Additional trials are looking at the use of actinium in multiple different versions, with PSMA targets. We have lead 212 (212Pb), which is an alpha emitter with a 10-hour half-life that is being labeled to PSMA by several companies. We have copper 67 (67Cu), which is a beta-emitting isotope, and we have terbium 161 (161Tb). 

H&O  Which biomarkers are used to predict and monitor response to treatment? 

LE  We look only at PSA levels, computed tomography, and bone scans right now, but I think this is going to change. I think gallium 68 (68Ga) PSMA PET is a strong candidate biomarker for treatment response, but we need to develop criteria for it use by conducting prospective clinical trials. Another strong candidate to identify patients who will be good responders is circulating tumor DNA. 

Disclosures

Dr Emmett has served on the advisory boards of AdvanCell and Clarity Pharmaceuticals; has received grant funding from Movember, the Prostate Cancer Foundation, the Australian federal government, the Medical Research Future Fund, and St Vincent’s Curran Foundation; has received trial funding from Novartis, Astellas, Telix Pharmaceuticals, and Clarity Pharmaceuticals; and has served on the speaker boards of AstraZeneca, GE HealthCare, Astellas, and Novartis.

References

1. Emmett L, Subramaniam S, Crumbaker M, et al; ENZA-p Trial Investigators and the Australian and New Zealand Urogenital and Prostate Cancer Trials Group. [177Lu]Lu-PSMA-617 plus enzalutamide in patients with metastatic castration-resistant prostate cancer (ENZA-p): an open-label, multicentre, randomised, phase 2 trial. Lancet Oncol. 2024;25(5):563-571.

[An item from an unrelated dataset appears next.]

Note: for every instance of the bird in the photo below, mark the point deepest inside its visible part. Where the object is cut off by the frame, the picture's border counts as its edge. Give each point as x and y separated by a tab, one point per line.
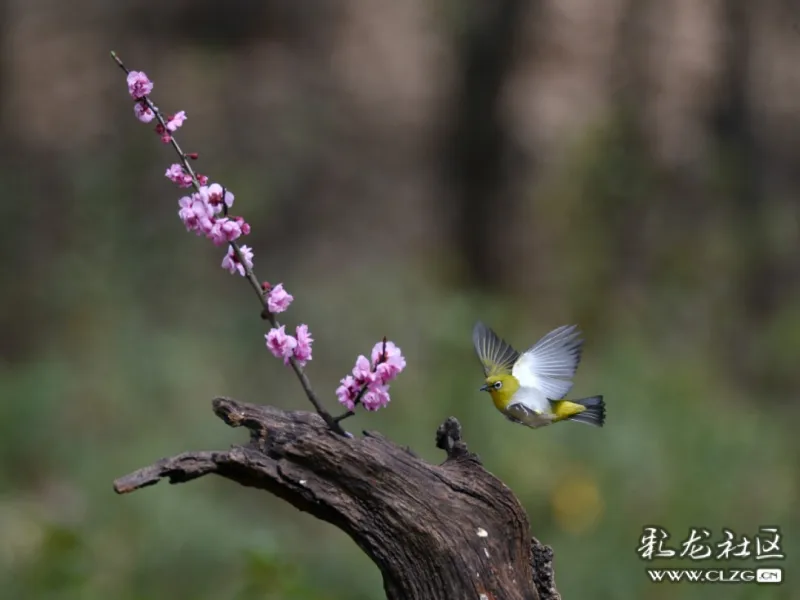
529	387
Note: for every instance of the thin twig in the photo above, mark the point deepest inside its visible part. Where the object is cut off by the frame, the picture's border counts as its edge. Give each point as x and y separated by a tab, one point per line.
249	274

2. Morris MJ, Castellano D, Herrmann K, et al; PSMAfore Investigators. 177Lu-PSMA-617 versus a change of androgen receptor pathway inhibitor therapy for taxane-naive patients with progressive metastatic castration-resistant prostate cancer (PSMAfore): a phase 3, randomised, controlled trial. Lancet. 2024;404(10459):1227-1239.

3. Novartis Pluvicto™ demonstrates statistically significant and clinically meaningful rPFS benefit in patients with PSMA-positive metastatic hormone-sensitive prostate cancer [press release]. Posted June 02, 2025. Accessed July 30, 2025. https://www.novartis.com/news/media-releases/novartis-pluvictotm-demonstrates-statistically-significant-and-clinically-meaningful-rpfs-benefit-patients-PSMA-positive-metastatic-hormone-sensitive-prostate-cancer. 

4. Emmett L, Subramaniam S, Crumbaker M, et al; ENZA-p Trial Investigators; Australian and New Zealand Urogenital and Prostate Cancer Trials Group. Overall survival and quality of life with [177Lu]Lu-PSMA-617 plus enzalutamide versus enzalutamide alone in metastatic castration-resistant prostate cancer (ENZA-p): secondary outcomes from a multicentre, open-label, randomised, phase 2 trial. Lancet Oncol. 2025;26(3):291-299.